Of course, there are already a handful of CHL teams in the States.
But independent of that, USHL commissioner Skip Prince had his own things to say, and said he'd be happy to play the Memorial Cup winner.
And, on the same radio show, he speaks of his league in an open letter, almost getting defensive in defending the USHL (he spoke of "the little house league south of the border") -- but then goes on to say having the USHL champ play in the Memorial Cup tournament wouldn't really decide anything.
Says Prince: "We really do try to stand for something. We play fast, clean and tough hockey, and we'll take anyone on. We send players to the NHL ... by way of college. And to board rooms and careers ... by way of college. And to the best years of their lives. Our players go to class, and they work in the community, and they have a blast doing so, and they come out of our league ready for the next step -- on the ice and off it. That's something to believe in."
I'm not sure there's much wisdom in the USHL champ playing the CHL champ. While the USHL is the top-tier league in the USA, it has a different focus than the CHL (which Prince rightly points out ... read the entire letter. It's good stuff). The CHL leagues seem focused on developing professional players, and most teams have several NHL draft picks on them. Those who don't matriculate to the pros do retain their Canadian college eligibility, although no one would argue that Canadian college hockey is anywhere close to on par with the NCAA.
Meanwhile, the NCAA is the USHL's focus. Prince noted that every player from the league last year that went the college route will be with a Div. I team this year save one player who chose to go to a Div. III school. The league has its NHL alumni and NCAA commitments taking equal billing on the homepage. The USHL's focus is on developing amateur players for the NCAA, and yet the league still has a ton of players get drafted (and undershoots that number, because several players get drafted before playing in the USHL, which deflates the number). The Indiana Ice alone often have multiple current players or alumni who are drafted each year, and the list grows. This year, Brian Ferlin, Blake Coleman and Sean Kuraly were all picked within two rounds of each other. R.J. Boyd will suit up for the team next year with a Florida Panthers draft pick already in his pocket. John Carlson -- who went the CHL route after a year with the Ice -- is one of the best young blueliners in the game. The USHL is a great league, both for those who want to go to the NCAA and for those who want to keep their options open about either NCAA or CHL.
It doesn't have to be on par with the Canadian Major Junior ranks.
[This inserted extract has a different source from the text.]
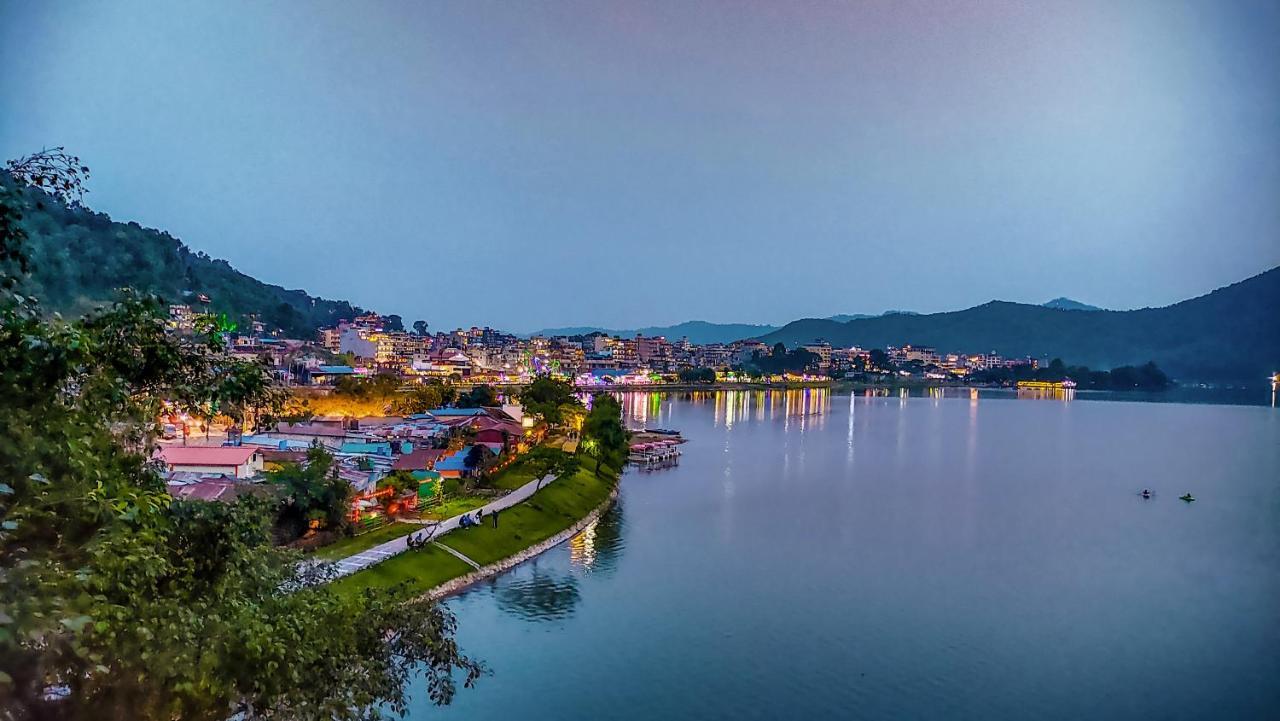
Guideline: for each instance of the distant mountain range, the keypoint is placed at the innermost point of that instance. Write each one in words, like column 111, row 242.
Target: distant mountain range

It has a different focus -- which is essentially what Prince was saying.
Personally, I like that focus. It's hard, clean, fast, exciting hockey. It's a league full of guys you'll see in NHL and AHL jerseys in a few years. It's nearly impossible to watch an NHL game without seeing at least one (and usually a few) ex-USHL player on the ice. The 2010 Olympic team that came within one unfortunate bounce off a referee's skate away from winning gold had several USHL graduates on it. It's a league full of guys who, as Gino Gasparini excitedly told me seven years ago, "are going somewhere." It's a stepping stone for both players and coaches -- just witness Jeff Blashill's rise from the Ice to the Red Wings in two years. It's also a great league to be the top of the American hockey pyramid -- developing *American* players. It is awesome to see guys like Coleman (from Texas) as well as Boyd and Ferlin (from Florida) -- guys from non-traditional hockey markets -- use the USHL to improve their game and eventually get an NHL call. The USHL has had a big, big hand in that. I'm enjoying the fact that our local community has a hand in that.
Does it matter if it's on par with the Memorial Cup champ? Not in the least. What matters is that it fulfills its mission -- to develop the top American-born players for the next level and to provide an exciting product for the fans in the cities that follow the league. It does that and more, and continues to improve the ability to do that every year.